18. Hang out in Friedrichshain’s Markthalle Neun
If you’ve had your fill of Berliner currywurst and döner kebap and you’re looking for more variety, this huge food hall is a cool place to hang out during the day as it carries fresh produce, deli items, and handmade bread, pasta, and more. There are also various international-themed eateries as well. The regular weekly market is open Tuesday to Sunday until 6pm. Thursdays they have special street food where you can get Tibetan momos, British pies, tacos, Kässpatzen (dumplings with cheese), and more. They even have a selection of craft beer, wines, coffee, and other items to drink.

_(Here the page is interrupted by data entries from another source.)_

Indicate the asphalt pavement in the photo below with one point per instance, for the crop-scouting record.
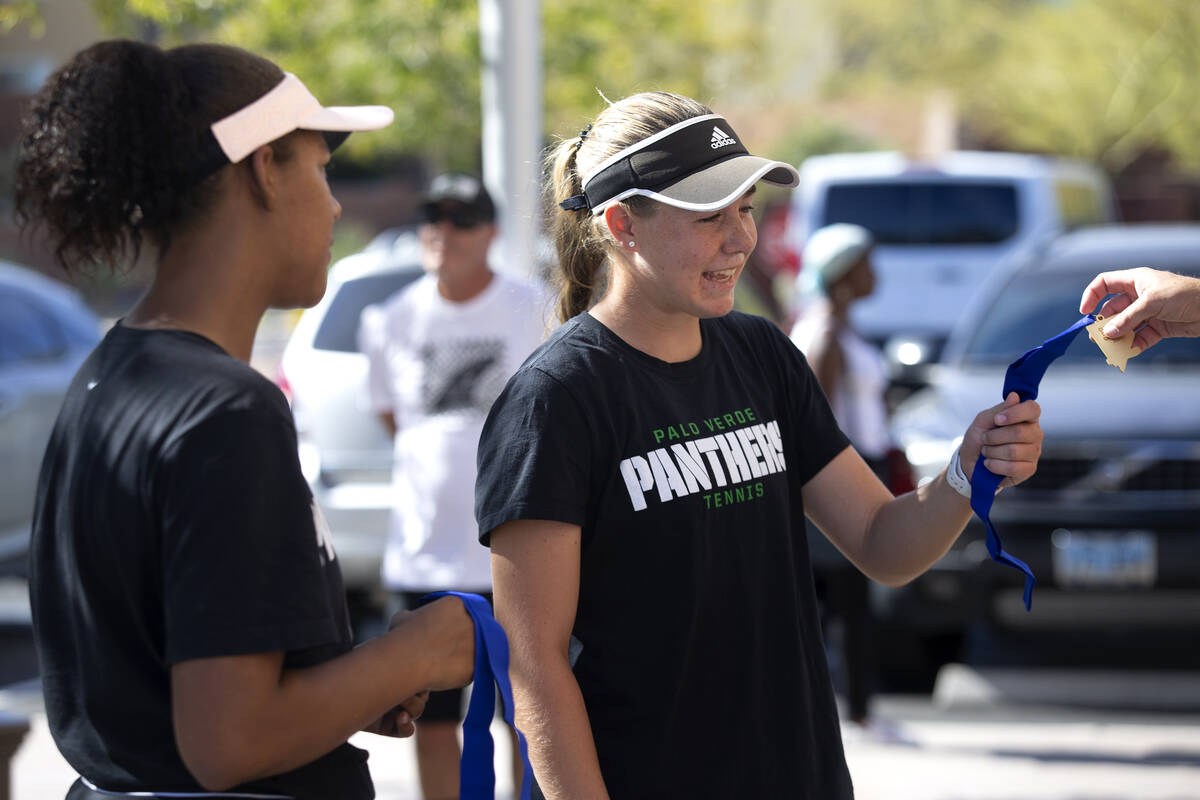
(924, 749)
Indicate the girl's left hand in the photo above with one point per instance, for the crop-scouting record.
(401, 721)
(1009, 439)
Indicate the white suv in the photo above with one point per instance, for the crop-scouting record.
(940, 227)
(345, 451)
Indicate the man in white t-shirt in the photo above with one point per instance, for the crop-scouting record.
(439, 353)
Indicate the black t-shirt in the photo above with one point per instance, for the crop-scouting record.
(173, 523)
(702, 665)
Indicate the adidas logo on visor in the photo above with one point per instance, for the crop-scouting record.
(720, 138)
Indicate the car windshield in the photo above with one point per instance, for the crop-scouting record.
(340, 326)
(1036, 307)
(927, 212)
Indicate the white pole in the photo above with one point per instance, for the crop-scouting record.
(510, 42)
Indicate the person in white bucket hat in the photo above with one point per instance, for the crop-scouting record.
(643, 481)
(187, 603)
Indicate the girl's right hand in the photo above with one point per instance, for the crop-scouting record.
(449, 632)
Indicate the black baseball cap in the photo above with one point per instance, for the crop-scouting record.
(466, 191)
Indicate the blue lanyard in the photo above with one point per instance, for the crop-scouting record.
(477, 771)
(1023, 377)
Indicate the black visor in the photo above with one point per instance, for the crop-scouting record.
(699, 164)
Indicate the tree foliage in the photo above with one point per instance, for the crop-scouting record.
(423, 56)
(1101, 79)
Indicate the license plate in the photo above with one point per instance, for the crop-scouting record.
(1096, 558)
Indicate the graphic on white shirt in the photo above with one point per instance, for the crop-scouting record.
(462, 374)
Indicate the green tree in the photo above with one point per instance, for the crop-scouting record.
(423, 56)
(1099, 79)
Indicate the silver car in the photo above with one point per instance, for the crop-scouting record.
(46, 332)
(1110, 523)
(345, 451)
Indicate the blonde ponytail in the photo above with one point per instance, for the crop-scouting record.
(582, 241)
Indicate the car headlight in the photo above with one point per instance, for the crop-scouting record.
(929, 456)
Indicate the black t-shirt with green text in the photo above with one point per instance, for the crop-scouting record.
(173, 523)
(701, 660)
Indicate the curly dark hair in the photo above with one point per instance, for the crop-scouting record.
(117, 145)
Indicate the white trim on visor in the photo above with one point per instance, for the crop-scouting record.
(287, 107)
(714, 205)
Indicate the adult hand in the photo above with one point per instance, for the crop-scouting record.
(1008, 437)
(401, 721)
(1168, 304)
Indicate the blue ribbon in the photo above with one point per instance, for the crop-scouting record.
(477, 771)
(1023, 377)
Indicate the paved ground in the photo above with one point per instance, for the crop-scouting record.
(970, 752)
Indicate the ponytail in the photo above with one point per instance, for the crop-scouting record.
(579, 238)
(583, 241)
(109, 146)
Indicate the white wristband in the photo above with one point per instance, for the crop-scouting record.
(955, 477)
(958, 479)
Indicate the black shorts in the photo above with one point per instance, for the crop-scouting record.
(448, 705)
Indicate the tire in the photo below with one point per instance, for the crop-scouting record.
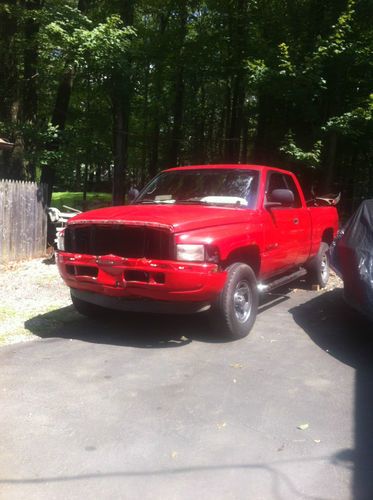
(235, 311)
(319, 269)
(88, 309)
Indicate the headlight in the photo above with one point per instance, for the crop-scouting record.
(60, 239)
(191, 253)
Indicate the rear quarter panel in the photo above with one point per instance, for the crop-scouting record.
(324, 221)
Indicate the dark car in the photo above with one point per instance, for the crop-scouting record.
(351, 256)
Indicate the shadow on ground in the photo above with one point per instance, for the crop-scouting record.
(125, 329)
(136, 329)
(347, 336)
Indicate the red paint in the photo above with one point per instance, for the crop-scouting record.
(282, 237)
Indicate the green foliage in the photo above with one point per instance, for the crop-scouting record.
(309, 159)
(286, 83)
(75, 200)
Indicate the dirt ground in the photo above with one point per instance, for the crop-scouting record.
(29, 289)
(32, 289)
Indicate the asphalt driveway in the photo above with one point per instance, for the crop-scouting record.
(157, 408)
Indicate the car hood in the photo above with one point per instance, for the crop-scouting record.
(176, 218)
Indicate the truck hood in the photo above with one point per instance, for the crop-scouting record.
(176, 218)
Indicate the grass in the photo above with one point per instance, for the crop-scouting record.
(75, 200)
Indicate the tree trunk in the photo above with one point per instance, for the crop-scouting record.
(59, 117)
(120, 125)
(121, 103)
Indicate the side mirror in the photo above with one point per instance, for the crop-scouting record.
(280, 197)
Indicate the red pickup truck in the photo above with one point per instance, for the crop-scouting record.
(198, 238)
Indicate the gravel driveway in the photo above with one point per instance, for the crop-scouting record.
(27, 290)
(156, 408)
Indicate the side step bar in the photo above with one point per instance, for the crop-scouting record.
(267, 287)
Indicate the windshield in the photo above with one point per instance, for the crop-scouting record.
(203, 186)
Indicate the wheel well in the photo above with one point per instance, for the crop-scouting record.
(248, 255)
(328, 236)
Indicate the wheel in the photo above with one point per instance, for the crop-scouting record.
(235, 311)
(87, 308)
(319, 268)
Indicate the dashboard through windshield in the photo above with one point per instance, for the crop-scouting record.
(237, 187)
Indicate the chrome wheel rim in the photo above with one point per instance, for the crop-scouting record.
(242, 301)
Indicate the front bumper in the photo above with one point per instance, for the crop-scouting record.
(156, 280)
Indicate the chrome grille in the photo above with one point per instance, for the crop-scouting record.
(124, 241)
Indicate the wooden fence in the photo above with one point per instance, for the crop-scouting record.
(23, 220)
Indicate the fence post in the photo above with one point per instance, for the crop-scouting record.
(23, 220)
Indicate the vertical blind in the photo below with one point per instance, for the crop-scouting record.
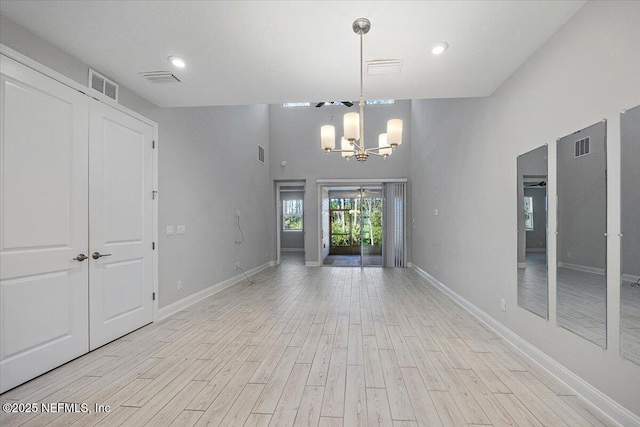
(395, 242)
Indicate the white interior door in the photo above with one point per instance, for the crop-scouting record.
(121, 218)
(43, 225)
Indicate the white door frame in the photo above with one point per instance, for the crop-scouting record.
(35, 65)
(300, 182)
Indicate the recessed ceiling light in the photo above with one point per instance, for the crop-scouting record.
(177, 61)
(439, 48)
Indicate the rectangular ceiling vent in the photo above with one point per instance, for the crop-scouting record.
(261, 154)
(103, 85)
(160, 77)
(384, 66)
(582, 147)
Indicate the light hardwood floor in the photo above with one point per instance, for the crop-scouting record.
(306, 347)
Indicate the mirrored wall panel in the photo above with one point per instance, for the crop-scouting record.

19. Rent a DDR Trabant Car
At Trabiworld, you can rent one of the old DDR gear shift Trabant cars and take a spin around Berlin on a “Trabi Safari” (the cars were manufactured in East Germany). Cruise around on a planned route by the sites of the East Side Gallery part of the former Berlin Wall. Plus, you even get to keep your “Trabi license” as a souvenir at the end. Rides cost 59 EUR for and last 75 min.
For more information on other cities in Germany, check out these guides:
Berlin Travel Costs
Hostel prices – Dorms cost 17-25 EUR per night while private rooms for two cost around 45-56 EUR per night. Free Wi-Fi and lockers are standard in all hostels in Berlin. Most hostels also offer free coffee/tea and have a kitchen and bar on site. Only a few hostels offer free breakfast, but many offer a breakfast buffet for an additional 5-8 EUR.
Many hostels also offer bike rentals for 10-15 EUR per day and some offer free walking tours. In a sign of the times, a few hostels even offer free COVID-19 testing.
Budget hotel prices – Budget hotels cost between 50-65 EUR per night. Free Wi-Fi, flat-screen TVs, and private bathrooms are standard, while free breakfast is not. Many hotels offer a breakfast buffet for 8-12 EUR.
Airbnb is available everywhere in Berlin, with private rooms costing about 30-45 EUR per night while full apartments start around 75-100 EUR per night in spring and 50-90 EUR in winter.
Food – Food in Germany is very cheap (and hearty). Meat is a staple of most meals, especially sausages; there are over 1,500 different kinds of sausages in Germany (sausages here are known as “wurst”). Stews are also a popular traditional choice, as are potato dumplings and sauerkraut. Breakfast is usually composed of bread, cold cuts, cheese, and boiled eggs.
Generally, eating out in Berlin is incredibly affordable. Currywurst, kebabs, and quick pizzas are all under 5.50 EUR. For the best kebabs, go to Mustafas. You’ll get a filling, delicious meal for around 5 EUR.
Eating out at one of the many Indian, Thai, or Turkish restaurants is the cheapest way to enjoy a sit-down meal in Berlin. A lunch meal at a Vietnamese restaurant is about 5.50 EUR while a main dish at an Indian restaurant is around 6.50-9 EUR.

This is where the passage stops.